Я скептически отнесся к его словам. «Опять Ханумания величия», подумал я, продолжая лежать под одеялом, почесываясь. Лежал и слушал его, слегка повернув в его сторону голову. 
В свете настольной лампы, что стояла на бесполезном телевизоре, который больше не работал, потому что его больше не прогревали феном (терпения не хватало), он стоял, высокий, тонкий, изящный, коричневый, и улыбался счастливой улыбкой… 
«Нам нужна трубка», — энигматически сказал он. 
«Какая еще трубка?» 
«Телефонная, конечно, — сказал он, — просто трубка и кабель, все остальное я сделаю сам…» 
И он объяснил, в чем суть дела. Он прогуливался в той части Фарсетрупа, куда не заходили беженцы и прочая нечисть, а катались лолиты на роликах, там были хорошие площадки, там были дорожки.
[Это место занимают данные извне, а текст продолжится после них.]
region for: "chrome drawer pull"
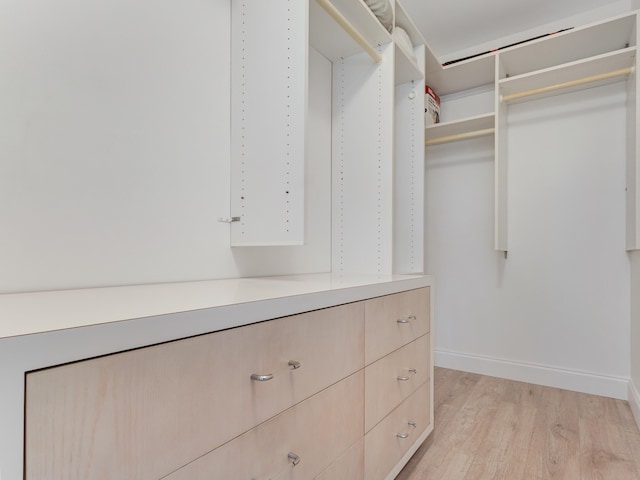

Часто на рулах развлекались мальчишки, иногда танцевали рэйверы. Прогуливали собачек с пакетиками для дерьма жители, приличные фарсетрупцы. Там стояло здание из красного кирпича. Маленькое, приятное. Называлось Родхус; это был своеобразный дом советов. Там решались всякие дела коммуны, города, происходили какие-нибудь регистрации, подписывались бумаги, заключались договора, происходили встречи и прочая дребедень. Снаружи, за домом, стоял ящик; это был трансмиттер, а в нем — телефонные провода. Нужно было всего лишь вскрыть этот ящик, а сделать это можно было при помощи заурядной отвертки, присоединиться к проводам, надо было только потыкать, используя заурядные кусачки, поймать канал в трубке, и все: можно звонить куда угодно, хоть в Аргентину. Главное, чтоб трубка была с кнопками, такая телефон-трубка. Я сказал, что меня это мало вдохновляет, я не вижу смысла в этом, потому что мне звонить некому, тем более в Аргентину, и не понимаю, каким образом мы станем жить лучше, откуда возьмется вино и гашиш, если мы подсоединимся к какому-то телефону, даже если мы подсядем на линию Пентагона. 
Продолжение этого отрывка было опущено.